The UCI, cycling’s world governing body, ratified the sanctions recommended by the United States Anti-Doping Agency, who concluded Armstrong and his United States Postal Service team ran “the most sophisticated, professionalised and successful doping programme that sport has ever seen”.
Armstrong was banned for life and all his results from August 1, 1998 removed, including his wins at the Tour from 1999 to 2005.
Decision on Friday
The UCI management committee will meet on Friday to discuss the “exact sporting consequences” of the decision, including whether the titles and prize money will be re-distributed.
Tour de France director Christian Prudhomme believes the race must not have a victor in the Armstrong years.
Prudhomme said: “The formal decision has to be taken by the UCI but for us, we must have a clean record. This period must be marked by the absence of winners. The UCI rules are clear. When a rider is disqualified, he must pay the prize money back.”
The International Olympic Committee will await Friday’s UCI meeting and further information before a decision is made on the bronze medal Armstrong won in Sydney in 2000.
Armstrong, who battled back from cancer to return to professional cycling, has repeatedly denied wrongdoing and refused to co-operate with the USADA investigation.
Armstrong asked to give back bonus payments too
Lance Armstrong has been asked to repay a disputed bonus payment after being stripped of his seven Tour de France titles, a Texas lawyer has confirmed.
The 41-year-old received a bonus payment of five million US dollars after a legal battle with SCA Promotions, who had declined to pay the sum in the belief the American had doped to win his seven Tours titles between 1999 and 2005.
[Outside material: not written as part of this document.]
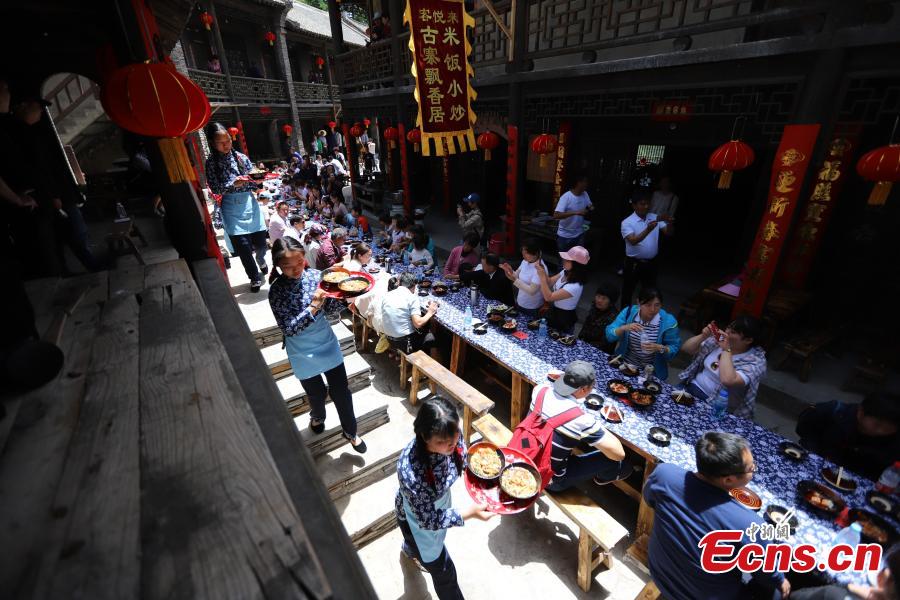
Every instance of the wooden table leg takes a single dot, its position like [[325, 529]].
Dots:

Now the International Cycling Union (UCI) has ratified sanctions demanded by the United States Anti-Doping Agency — namely the removal of all results dating from August 1, 1998 and a life ban — SCA Promotions will request the return of monies paid.
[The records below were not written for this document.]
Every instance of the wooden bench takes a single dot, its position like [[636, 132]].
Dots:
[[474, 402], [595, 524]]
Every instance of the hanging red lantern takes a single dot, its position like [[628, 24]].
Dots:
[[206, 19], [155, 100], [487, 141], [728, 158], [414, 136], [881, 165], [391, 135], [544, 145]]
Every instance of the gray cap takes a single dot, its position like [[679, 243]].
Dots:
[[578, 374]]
Jeff Tillotson, lawyer for SCA Promotions, told Press Association Sport: “Our contract with Mr Armstrong required us to make payments to him if he was the official winner of a certain number of Tour de France races: his fourth win, his fifth win and his sixth win. Now that he has been stripped of those titles — he is no longer the official winner of any Tour de France race — it is inappropriate and improper for him to keep those bonus amounts and we will be demanding them back and pursuing appropriate legal action if he does not return them. We are beginning now to start that process. We’ll be demanding the money back and then we will be pursuing appropriate legal action.”
Another doping admission...
Another former US Postal teammate of disgraced Lance Armstrong, Steffen Kjaergaard, yesterday admitted to using banned blood booster EPO. “Everything was organised by the team,” Kjaergaard told a press conference. “I can personally assume that there were a certain number of others involved in doping,” he added.
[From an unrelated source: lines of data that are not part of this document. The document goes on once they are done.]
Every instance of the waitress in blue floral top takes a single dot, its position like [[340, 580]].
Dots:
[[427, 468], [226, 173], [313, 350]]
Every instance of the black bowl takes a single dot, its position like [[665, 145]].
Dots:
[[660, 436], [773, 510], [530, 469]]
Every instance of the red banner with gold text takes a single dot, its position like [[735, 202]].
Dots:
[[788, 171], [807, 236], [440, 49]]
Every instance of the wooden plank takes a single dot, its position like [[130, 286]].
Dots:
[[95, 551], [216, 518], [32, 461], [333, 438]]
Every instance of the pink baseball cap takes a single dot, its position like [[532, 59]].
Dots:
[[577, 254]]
No ‘Tour’ winner on Twitter account
Lance Armstrong, stripped of seven Tour de France titles and cast into cycling oblivion on Monday, apparently acknowledged the decision on Twitter. The phrase “7-time Tour de France winner” evaporated from Armstrong’s profile on his social networking site. Now, his profile describes him as: “Raising my 5 kids. Fighting Cancer. Swim, bike, run and golf whenever I can.”